If Dr. Seuss, Woody Allen and God were together at the same time, it really would seem as if some great cosmic joke was being set up.

Metaphorically, anyway, those three characters will get together in “What is This, Some Kind of Joke?” a Hinsdale Central drama department offering.

The show is really three one-act plays, each of them student-directed and distinct from one another.

The three Hinsdale Central student-directors got together, discussed their works and came up with the title, “What is This, Some Kind of Joke?” based on the “three men walk into a bar” joke.

The student-directors added a tag line which reads, “A night of mildly amusing one-acts,” even though what they wanted to offer up that the one-acts would be “comedic” - even “hilarious” - before settling on “mildly amusing.”

The show will certainly be interesting and has lots of potential to be more than “mildly amusing” if conversations with the three directors have any predictive value.

The teen directors are each enthusiastic and energetic students with a great deal of passion for the play they are presenting, which is appropriate since each student also selected the play.

When drama teacher Christine Hicks announced last year that there would be an opportunity for students to direct a play the following year, Hannah Verdon knew that she would audition for the role of director, especially since virtually all of her theater experience to that point had been on stage as an actor. To have the chance to direct would be really interesting, she said.

She is directing “When God Comes for Breakfast, you Don’t Burn the Toast,” by Gary Apple, a play with three characters — a husband, a wife and God, the breakfast guest.

“It’s fun because it’s a big concept and yet it’s a comedy,” she said.

As an actor, she has worked quietly taking instruction from the director, so she has found the new role challenging.

“For me, this experience has been about vocalizing my opinions,” Verdon said. “How do I express what I want to see to my actors?”

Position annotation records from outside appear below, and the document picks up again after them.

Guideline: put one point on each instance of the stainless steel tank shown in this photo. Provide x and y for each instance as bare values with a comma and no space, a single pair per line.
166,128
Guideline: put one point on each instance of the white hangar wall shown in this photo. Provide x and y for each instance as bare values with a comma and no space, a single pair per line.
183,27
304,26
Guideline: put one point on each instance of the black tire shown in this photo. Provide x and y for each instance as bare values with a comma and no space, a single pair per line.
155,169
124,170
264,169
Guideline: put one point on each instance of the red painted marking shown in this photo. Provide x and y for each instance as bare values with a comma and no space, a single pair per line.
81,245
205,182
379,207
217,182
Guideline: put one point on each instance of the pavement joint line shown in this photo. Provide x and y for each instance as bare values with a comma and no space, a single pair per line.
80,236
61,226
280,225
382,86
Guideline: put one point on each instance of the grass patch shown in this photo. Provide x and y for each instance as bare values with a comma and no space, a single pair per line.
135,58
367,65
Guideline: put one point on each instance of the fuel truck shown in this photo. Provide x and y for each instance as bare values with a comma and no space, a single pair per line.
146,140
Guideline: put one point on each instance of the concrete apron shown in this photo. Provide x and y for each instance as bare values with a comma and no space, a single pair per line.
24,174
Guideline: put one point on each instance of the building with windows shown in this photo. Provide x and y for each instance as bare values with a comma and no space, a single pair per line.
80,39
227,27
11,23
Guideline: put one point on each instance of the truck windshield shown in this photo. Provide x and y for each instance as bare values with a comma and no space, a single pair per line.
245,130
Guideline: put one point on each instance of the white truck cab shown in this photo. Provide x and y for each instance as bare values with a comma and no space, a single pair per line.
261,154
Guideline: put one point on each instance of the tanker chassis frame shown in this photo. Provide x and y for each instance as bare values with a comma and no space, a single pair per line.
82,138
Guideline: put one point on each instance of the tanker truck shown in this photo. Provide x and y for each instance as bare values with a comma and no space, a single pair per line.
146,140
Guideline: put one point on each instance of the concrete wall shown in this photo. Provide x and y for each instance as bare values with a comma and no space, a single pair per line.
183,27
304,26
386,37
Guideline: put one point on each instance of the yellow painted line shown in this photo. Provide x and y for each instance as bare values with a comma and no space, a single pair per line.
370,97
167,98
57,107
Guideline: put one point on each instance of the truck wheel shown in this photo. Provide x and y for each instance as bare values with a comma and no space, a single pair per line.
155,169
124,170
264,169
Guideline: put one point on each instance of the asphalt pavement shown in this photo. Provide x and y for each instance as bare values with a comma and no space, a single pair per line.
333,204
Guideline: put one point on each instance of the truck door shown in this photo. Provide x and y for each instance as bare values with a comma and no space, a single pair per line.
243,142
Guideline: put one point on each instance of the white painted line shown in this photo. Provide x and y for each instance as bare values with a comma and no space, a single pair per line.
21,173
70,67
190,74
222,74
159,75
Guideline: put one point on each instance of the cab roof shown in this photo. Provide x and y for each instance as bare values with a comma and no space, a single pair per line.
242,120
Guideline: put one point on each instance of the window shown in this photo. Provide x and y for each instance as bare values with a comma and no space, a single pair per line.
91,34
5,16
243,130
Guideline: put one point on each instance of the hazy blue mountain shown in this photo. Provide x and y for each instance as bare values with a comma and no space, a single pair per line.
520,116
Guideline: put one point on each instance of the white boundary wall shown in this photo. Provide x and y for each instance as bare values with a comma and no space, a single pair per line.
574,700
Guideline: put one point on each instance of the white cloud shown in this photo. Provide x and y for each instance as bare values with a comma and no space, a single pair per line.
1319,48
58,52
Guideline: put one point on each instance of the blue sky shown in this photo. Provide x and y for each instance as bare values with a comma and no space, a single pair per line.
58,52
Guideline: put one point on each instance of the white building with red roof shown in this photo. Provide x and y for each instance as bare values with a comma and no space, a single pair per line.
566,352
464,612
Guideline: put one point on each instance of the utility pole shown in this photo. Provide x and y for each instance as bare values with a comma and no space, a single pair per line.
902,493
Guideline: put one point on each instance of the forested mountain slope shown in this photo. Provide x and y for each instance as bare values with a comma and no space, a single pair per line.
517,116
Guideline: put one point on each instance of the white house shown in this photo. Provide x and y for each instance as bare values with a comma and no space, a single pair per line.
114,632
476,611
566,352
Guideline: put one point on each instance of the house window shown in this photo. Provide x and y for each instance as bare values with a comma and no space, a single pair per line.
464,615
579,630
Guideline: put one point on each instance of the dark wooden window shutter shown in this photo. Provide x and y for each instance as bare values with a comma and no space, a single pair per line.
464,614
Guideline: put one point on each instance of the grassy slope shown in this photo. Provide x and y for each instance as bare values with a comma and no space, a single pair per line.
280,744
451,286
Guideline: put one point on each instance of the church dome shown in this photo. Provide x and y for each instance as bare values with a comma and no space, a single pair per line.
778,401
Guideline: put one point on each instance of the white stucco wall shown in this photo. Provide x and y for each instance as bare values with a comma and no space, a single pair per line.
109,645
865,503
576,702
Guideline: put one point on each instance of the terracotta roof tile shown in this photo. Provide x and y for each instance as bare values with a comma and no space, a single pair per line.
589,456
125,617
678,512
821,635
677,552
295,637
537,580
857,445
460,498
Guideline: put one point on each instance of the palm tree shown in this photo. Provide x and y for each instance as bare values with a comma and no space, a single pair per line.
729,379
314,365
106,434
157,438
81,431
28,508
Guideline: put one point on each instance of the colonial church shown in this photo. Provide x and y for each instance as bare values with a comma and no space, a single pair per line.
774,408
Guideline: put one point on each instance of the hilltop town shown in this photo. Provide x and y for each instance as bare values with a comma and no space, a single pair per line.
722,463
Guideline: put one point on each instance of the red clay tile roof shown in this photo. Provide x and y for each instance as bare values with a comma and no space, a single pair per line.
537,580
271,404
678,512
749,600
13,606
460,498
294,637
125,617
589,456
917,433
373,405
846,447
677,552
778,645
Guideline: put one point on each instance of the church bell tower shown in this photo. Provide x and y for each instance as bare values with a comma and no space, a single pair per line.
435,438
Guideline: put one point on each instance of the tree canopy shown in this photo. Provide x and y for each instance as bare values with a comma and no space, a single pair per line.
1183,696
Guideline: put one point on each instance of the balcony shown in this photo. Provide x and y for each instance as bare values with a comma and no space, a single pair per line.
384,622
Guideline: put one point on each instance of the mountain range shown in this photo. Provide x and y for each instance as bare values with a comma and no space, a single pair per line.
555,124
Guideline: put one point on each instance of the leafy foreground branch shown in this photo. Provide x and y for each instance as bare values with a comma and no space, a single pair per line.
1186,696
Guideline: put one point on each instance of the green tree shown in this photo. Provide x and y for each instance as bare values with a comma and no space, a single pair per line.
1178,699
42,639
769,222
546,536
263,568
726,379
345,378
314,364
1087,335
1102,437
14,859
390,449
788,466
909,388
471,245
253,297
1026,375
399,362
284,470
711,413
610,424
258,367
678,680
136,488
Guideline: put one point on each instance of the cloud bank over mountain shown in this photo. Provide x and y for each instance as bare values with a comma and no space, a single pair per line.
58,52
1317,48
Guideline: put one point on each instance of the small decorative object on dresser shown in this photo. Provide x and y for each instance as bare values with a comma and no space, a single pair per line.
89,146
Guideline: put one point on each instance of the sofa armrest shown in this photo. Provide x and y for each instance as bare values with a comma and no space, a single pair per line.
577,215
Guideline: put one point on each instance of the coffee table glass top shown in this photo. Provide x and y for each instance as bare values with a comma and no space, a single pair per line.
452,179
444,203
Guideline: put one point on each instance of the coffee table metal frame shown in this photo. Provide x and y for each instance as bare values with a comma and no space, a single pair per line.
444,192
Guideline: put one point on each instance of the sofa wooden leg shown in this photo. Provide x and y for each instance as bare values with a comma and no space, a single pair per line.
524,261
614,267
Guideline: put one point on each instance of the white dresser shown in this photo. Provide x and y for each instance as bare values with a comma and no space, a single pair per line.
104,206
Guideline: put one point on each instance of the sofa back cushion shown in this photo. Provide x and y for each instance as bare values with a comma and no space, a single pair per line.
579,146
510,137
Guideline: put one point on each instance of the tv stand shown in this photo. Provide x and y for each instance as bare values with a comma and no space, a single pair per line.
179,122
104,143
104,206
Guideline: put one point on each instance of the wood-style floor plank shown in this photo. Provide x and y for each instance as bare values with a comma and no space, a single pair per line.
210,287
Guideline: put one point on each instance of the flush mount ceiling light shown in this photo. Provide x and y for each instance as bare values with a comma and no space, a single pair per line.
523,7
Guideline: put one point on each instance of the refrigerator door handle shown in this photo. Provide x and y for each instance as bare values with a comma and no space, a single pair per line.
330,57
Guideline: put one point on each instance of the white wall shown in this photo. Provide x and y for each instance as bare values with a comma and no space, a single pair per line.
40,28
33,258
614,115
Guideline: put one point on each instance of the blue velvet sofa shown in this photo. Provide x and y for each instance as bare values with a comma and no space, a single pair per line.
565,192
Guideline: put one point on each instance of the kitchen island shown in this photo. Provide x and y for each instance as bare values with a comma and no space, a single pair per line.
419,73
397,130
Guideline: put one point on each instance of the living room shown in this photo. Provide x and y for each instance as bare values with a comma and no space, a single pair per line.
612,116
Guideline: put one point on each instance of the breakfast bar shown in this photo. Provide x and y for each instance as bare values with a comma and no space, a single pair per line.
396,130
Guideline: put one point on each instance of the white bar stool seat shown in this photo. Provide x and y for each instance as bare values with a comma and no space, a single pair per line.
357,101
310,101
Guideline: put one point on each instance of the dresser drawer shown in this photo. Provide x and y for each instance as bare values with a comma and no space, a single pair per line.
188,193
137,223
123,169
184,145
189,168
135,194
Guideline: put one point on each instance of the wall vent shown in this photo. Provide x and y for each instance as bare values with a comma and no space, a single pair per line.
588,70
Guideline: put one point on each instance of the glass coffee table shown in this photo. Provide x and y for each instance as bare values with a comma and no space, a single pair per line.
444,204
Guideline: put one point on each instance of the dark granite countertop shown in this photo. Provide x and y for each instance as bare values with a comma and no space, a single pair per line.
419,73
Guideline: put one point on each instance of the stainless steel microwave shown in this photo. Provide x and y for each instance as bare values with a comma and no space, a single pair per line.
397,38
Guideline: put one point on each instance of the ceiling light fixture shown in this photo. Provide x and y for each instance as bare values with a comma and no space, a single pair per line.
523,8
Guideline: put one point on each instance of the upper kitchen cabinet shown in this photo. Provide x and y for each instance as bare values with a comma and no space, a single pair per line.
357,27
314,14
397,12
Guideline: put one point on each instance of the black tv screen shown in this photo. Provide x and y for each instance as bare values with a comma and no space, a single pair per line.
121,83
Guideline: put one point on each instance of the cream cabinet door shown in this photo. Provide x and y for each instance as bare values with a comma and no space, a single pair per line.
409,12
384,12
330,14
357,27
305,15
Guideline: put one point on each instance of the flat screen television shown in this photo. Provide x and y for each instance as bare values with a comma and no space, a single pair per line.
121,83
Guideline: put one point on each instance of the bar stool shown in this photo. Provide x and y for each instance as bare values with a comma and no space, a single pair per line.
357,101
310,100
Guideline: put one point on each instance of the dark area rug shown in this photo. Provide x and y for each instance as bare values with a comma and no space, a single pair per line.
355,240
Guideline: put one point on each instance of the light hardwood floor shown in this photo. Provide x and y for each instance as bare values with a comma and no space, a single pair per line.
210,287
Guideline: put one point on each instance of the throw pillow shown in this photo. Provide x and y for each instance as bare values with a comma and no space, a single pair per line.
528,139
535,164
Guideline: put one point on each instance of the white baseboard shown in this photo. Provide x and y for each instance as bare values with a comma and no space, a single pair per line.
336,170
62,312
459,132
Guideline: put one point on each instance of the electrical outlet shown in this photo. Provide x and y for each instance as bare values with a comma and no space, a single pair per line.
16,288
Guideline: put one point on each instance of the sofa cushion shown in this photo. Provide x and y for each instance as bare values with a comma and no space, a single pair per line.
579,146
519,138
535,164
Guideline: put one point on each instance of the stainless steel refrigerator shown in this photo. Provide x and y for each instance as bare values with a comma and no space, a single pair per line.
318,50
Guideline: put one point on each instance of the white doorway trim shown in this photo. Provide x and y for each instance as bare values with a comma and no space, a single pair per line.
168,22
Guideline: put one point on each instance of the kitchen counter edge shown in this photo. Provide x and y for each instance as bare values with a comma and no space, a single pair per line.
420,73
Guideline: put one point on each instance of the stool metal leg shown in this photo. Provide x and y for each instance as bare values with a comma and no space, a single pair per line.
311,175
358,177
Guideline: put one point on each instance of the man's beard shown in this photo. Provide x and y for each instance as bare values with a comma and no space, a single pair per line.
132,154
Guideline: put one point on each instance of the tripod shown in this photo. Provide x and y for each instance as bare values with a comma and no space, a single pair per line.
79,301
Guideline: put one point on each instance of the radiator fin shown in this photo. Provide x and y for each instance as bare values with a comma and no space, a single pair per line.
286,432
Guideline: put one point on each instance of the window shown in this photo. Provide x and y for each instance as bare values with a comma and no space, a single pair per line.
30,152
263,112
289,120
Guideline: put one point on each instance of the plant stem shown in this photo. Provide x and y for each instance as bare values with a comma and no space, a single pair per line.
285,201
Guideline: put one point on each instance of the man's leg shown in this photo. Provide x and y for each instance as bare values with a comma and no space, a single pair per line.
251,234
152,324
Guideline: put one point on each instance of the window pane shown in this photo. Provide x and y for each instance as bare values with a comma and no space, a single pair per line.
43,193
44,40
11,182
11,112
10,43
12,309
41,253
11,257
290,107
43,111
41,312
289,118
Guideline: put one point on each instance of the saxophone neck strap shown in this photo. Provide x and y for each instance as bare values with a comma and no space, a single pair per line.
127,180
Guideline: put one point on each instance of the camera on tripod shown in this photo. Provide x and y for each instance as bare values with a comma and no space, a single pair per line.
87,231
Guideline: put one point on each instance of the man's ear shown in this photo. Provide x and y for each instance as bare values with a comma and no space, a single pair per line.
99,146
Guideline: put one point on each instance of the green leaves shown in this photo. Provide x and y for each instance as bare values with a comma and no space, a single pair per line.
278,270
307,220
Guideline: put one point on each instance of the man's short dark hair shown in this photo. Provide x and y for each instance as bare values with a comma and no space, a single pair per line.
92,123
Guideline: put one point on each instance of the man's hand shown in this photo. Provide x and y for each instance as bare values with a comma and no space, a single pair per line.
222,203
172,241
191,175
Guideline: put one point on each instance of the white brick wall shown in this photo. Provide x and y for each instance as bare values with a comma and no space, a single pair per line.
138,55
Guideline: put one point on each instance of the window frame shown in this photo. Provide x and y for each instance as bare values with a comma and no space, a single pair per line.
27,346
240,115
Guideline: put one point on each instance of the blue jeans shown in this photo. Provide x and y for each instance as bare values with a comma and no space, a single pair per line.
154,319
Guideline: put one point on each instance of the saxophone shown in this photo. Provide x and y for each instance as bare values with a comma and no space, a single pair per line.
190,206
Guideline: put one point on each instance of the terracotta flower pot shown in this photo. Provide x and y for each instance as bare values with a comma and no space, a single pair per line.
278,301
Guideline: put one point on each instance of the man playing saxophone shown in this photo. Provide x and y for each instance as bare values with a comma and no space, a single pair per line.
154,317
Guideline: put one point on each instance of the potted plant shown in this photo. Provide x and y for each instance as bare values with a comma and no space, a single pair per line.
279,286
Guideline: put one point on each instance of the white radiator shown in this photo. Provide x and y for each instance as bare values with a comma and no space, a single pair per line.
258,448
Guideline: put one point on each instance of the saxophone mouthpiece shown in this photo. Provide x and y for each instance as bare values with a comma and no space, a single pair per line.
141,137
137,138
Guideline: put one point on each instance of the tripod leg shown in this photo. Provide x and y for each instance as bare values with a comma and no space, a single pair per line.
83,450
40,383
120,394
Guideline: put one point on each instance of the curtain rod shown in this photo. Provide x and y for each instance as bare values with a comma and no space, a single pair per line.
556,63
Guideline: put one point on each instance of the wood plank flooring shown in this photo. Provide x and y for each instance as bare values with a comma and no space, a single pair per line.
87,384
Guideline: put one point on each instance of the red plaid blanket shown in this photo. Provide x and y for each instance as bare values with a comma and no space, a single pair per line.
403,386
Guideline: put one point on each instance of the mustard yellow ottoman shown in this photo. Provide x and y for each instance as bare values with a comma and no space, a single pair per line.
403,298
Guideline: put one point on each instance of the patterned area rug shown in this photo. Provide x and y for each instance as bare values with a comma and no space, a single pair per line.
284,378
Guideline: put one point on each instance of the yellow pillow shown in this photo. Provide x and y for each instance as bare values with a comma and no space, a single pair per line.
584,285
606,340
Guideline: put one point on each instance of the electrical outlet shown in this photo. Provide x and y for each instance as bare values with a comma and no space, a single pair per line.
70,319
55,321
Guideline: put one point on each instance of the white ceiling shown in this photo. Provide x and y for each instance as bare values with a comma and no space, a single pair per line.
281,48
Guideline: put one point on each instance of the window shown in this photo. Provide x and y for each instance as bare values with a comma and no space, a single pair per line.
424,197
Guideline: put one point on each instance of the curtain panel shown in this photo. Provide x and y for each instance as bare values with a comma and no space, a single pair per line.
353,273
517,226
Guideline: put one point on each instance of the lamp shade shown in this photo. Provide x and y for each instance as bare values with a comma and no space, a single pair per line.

The actors are her school peers and yet she must be their leader, their director, in this role. Verdon will attend Northwestern University next fall where she plans to major in theater.

Alex Newkirk is a junior who really enjoys improvisational comedy. The play he selected is Woody Allen’s “God.”

“We’ve had to make it a lot less dirty, which is tragic,” Newkirk said.

He is a witty teen who had lots of ideas about what he wanted to do before deciding on “God. “

Newkirk’s cast is nine or 10 people.

“I learned that directing a play is a hundred times more stressful than acting in plays,” he said.

“God” has been described as “fast-paced and delightfully confusing.”

In fact, since it is apparently designed to confuse the audience, Newkirk may have picked the perfect play for his directorial debut.

Being director has also been incredibly time-consuming, according to Newkirk. By the time he gets home at night, he’s exhausted, and yet he is in the midst of his junior year so has his studies. He laughed and noted that the two other student-directors are second-semester seniors. Newkirk, by the way, who will be performing at the May 12 Chicago Teen Comedy Festival, has taken classes at Second City and was selected as a member of the All-State Improv team at Theater Fest, but he plans on majoring in engineering when he goes to college the year after next.

Rosie Cappetta is a senior who will attend the University of Maryland next fall to major in French and Spanish. She plans to become a teacher, and it is that aspiration — as well as her love of theater — that led Cappetta to seek to audition for a chance to direct one of the plays. The play she selected is “The Suessification of Romeo and Juliet” by Peter Bloedel.

Just as the title implies, this is a combination of the famous Dr. Seuss rhyming and whimsy with Shakespeare’s romantic tragedy, though the emphasis is more on whimsy than tragedy. Cappetta has a cast of 13 people playing 25 different characters; and the students who are acting for her are mostly underclassman, which was by design, she said. She wanted to offer underclassman a chance to participate in the high school’s drama offerings.

Like her director peers, “It’s taken a while for me to figure out what works and what doesn’t,” she said.

“What is This, Some Kind of Joke?” starts at 7 p.m. Thursday and April 20-21 in the Hinsdale Central High School auditorium. Tickets are $7 each.